NDP leader Thomas Mulcair says he's thrilled with his performance in his first national election debate – which is good news for him as it could end up being his only English debate during the entire 11-week campaign.
His team is studying two dozen proposals for more debates, but he has said he won't participate unless Conservative Prime Minister Stephen Harper takes part along with the other main party leaders.
"I have every intention of taking part in other debates," Mulcair said Friday in Peterborough, Ont.
"But it goes without saying that since Stephen Harper is the person I'm looking to defeat and replace I'll take part in debates where he's present. Otherwise it wouldn't make much sense, would it?"
Mulcair urged Harper to agree to the traditional televised debate organized by a consortium of broadcasters – something the prime minister has rejected.
"We're more than willing to work and take part in the consortium debate, but we're also expecting Stephen Harper to say the same thing," Mulcair said.
Mulcair, who only became leader in 2012 – after the last federal election in 2011 – said debates such as the one on Thursday contribute to democracy.
He called it a "worthwhile exercise" and said he looked forward to several more but insisted there should also be an equal number of debates in English and French.
"There are two official languages in this country and one of those languages is not more equal than the other," he said at an early-morning event in Toronto.
"As prime minister, I'm going to make sure that the reality and equality of our official languages is understood, and I have to start sending a clear signal now."
The only leaders' debate confirmed so far in French is scheduled for Oct. 2.
Bloc Quebecois Leader Gilles Duceppe told The Canadian Press that Thursday's debate was disrespectful to Quebecers since the other leaders debated the terms of a hypothetical referendum in the absence of the only separatist leader of a federal party.
Mulcair wouldn't respond directly to Duceppe's remarks but said that's why everyone – to the extent possible – should be included in each debate.
Speaking in Peterborough, the New Democrat couldn't resist a dig at the central Ontario city's former Conservative MP Dean Del Mastro, who was convicted of cheating on his campaign expenses in the 2008 election.
"The Conservative track record in this region with their past performance is something that makes people here really, strongly, desire change for the better," Mulcair said, to laughter from the crowd.
Mulcair's final condition for further debates – he said the parties have received about 25 proposals to date – was that the organizers be non-partisan.
"That should go without saying," he said, "But sometimes what goes without saying goes even better when you say it."

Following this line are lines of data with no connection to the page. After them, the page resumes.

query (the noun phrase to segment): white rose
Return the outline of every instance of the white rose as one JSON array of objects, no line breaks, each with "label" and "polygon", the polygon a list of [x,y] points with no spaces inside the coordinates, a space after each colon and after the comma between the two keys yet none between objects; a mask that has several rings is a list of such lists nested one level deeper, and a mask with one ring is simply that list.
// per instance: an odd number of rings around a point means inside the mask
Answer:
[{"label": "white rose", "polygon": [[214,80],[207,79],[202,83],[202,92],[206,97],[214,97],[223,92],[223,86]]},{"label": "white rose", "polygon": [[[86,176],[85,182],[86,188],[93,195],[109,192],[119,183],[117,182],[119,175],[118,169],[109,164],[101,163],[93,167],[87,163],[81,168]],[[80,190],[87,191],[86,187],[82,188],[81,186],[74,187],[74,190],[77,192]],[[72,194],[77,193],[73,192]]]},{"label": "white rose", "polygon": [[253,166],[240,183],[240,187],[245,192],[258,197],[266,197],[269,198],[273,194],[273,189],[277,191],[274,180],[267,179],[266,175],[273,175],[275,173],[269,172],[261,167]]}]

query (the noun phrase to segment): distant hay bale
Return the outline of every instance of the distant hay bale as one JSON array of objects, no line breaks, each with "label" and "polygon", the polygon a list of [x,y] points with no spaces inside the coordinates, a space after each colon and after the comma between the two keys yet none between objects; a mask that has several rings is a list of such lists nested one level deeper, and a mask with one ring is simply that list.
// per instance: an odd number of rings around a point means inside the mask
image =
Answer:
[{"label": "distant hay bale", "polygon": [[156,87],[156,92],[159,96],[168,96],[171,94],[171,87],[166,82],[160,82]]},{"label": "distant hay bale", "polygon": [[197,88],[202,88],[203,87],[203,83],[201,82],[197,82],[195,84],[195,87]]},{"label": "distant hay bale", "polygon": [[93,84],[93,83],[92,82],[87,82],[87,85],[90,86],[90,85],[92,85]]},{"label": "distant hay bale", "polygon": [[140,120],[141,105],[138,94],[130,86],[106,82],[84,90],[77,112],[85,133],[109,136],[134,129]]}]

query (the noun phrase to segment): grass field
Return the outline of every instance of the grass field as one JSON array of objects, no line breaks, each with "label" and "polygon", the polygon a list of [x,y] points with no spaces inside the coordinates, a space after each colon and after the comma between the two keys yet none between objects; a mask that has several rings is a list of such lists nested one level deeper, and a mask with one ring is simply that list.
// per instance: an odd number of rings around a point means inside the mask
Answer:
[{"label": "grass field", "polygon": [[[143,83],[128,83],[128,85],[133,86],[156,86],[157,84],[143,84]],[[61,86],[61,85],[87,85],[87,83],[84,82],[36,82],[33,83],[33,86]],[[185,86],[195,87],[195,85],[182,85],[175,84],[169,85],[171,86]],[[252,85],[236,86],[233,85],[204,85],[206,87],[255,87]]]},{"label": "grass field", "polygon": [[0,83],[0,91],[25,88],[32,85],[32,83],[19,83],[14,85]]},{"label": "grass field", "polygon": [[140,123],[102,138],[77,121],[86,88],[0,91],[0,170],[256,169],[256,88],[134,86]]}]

The NDP leader, who polls suggest is the front-runner for the Oct. 19 vote, said he accomplished what he set out to do in Thursday's debate.
The goal, he said, was to speak directly to Canadians and show them that Harper's economic plan has failed.
"Mr. Harper finally admitted it: We are in a second recession," Mulcair said.
"It was my first debate and I quite enjoyed the experience and I'm looking forward to more."